Raise Single Leg Push-up

Raise Single Leg Push-up

The Raise Single Leg Push-up is a powerful compound exercise that targets your chest, shoulders, triceps, and core muscles. This challenging variation of the traditional push-up adds an extra layer of difficulty by engaging your stabilizer muscles and improving overall balance and body control. As the name suggests, this exercise involves raising one leg off the ground while performing a push-up. By incorporating the Raise Single Leg Push-up into your routine, you can reap several benefits. Firstly, it provides an excellent upper body workout, helping to strengthen and define your chest, arms, and shoulders. Secondly, by engaging your core muscles to maintain stability, you'll effectively work your abs, obliques, and lower back. Lastly, this exercise enhances proprioception and balance, which can have a positive impact on your performance in sports and daily activities. To maximize your results, it's vital to ensure proper form during the Raise Single Leg Push-up. Maintaining a straight line from your head to your toes, engaging your core, and lowering your chest until it's just above the ground are crucial aspects. Additionally, focus on squeezing your glutes and leg muscles on the raised leg to provide stability and balance. Start with a modified version, such as performing the exercise on your knees, and gradually progress to a full push-up as you build strength and confidence. Remember to incorporate the Raise Single Leg Push-up into a well-rounded exercise routine that includes a variety of movements to target all major muscle groups. As always, listen to your body and perform exercises at a level that is appropriate for your fitness level. Regularly challenging yourself and maintaining consistency in your workouts will help you achieve your fitness goals and improve overall strength and stability. So, give the Raise Single Leg Push-up a try and enjoy the benefits it brings to your fitness journey!
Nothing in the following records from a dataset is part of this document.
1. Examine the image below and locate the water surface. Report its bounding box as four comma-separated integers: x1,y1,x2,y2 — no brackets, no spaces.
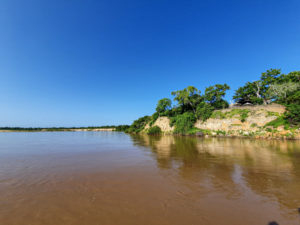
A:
0,132,300,225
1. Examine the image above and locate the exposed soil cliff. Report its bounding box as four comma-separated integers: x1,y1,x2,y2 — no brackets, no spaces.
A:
145,104,300,139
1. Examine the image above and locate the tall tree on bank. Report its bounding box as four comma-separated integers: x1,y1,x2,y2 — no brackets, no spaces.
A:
171,86,203,113
156,98,172,116
204,84,230,109
233,69,281,105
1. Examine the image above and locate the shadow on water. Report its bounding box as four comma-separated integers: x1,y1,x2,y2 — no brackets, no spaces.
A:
131,135,300,214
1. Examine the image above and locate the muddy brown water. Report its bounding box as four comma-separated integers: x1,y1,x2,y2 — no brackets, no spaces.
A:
0,132,300,225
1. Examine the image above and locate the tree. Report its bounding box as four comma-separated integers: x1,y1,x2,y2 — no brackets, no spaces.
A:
204,84,230,109
171,86,203,113
284,104,300,125
233,69,282,105
196,102,214,121
255,69,281,105
156,98,172,116
233,82,263,105
267,82,300,103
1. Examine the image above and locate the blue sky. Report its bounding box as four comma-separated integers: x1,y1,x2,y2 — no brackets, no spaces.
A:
0,0,300,127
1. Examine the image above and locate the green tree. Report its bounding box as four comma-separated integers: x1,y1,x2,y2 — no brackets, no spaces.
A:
204,84,230,109
172,112,196,134
284,104,300,125
233,69,282,104
267,82,300,103
171,86,203,113
233,82,263,105
156,98,172,116
196,102,214,121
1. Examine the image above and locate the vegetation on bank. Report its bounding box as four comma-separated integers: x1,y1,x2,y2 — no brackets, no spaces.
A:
124,69,300,134
0,125,129,132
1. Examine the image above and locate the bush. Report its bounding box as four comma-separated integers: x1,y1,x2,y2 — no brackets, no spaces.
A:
240,111,248,123
149,113,159,126
196,102,214,121
147,126,161,135
126,116,151,133
265,116,288,128
171,112,196,134
284,104,300,125
116,125,130,132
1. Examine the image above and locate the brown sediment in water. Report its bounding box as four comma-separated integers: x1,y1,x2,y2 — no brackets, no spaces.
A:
0,132,300,225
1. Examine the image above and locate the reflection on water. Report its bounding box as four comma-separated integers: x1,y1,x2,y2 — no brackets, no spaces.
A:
132,135,300,216
0,132,300,225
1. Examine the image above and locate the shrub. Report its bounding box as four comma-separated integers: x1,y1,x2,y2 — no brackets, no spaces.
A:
284,104,300,125
126,116,151,133
171,112,196,134
196,102,214,121
147,126,161,135
240,110,249,122
265,116,288,128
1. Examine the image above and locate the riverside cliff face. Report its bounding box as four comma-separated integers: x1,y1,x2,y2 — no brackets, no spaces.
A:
145,104,300,139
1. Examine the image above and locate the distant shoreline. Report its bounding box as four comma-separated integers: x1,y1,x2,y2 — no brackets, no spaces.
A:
0,127,116,133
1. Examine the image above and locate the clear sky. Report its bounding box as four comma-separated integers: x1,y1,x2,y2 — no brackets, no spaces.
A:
0,0,300,127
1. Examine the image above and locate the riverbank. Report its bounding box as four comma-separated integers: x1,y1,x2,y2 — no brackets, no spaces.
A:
142,104,300,139
0,127,116,132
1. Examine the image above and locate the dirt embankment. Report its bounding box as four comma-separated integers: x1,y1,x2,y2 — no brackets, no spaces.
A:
146,104,300,139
  • Start in a push-up position with your hands slightly wider than shoulder-width apart and your feet hip-width apart.
  • Lift one leg off the ground, extending it straight behind you.
  • Lower your body towards the ground while keeping your back straight and your core engaged.
  • Push yourself back up to the starting position, using your chest and triceps muscles.
  • Repeat for the desired number of repetitions and then switch legs.
  • Make sure to maintain a controlled and steady pace throughout the exercise.
  • To increase the challenge, you can perform this exercise with an elevated surface such as a bench.

Tips & Tricks

  • Engage your core muscles throughout the exercise to maintain stability and control.
  • Focus on proper form and technique, ensuring that your body maintains a straight line from head to toe.
  • Start with modified variations, such as knee push-ups or incline push-ups, if the single leg variation is too challenging.
  • Perform the exercise on a stable surface to minimize the risk of injury and maximize muscle engagement.
  • Gradually increase the difficulty by raising the height of your elevated leg or by adding weight vest or resistance bands.
  • Include this exercise as part of a well-rounded workout routine that targets all major muscle groups.
  • Listen to your body and rest as needed. Pushing yourself too hard can lead to overuse injuries.
  • Incorporate adequate rest days into your training schedule to allow your muscles to recover and grow stronger.
  • Fuel your body with a balanced diet that includes lean proteins, healthy fats, and complex carbohydrates to support muscle growth and repair.
  • Stay consistent and committed to your exercise routine to see long-term progress and improvements in strength and stability.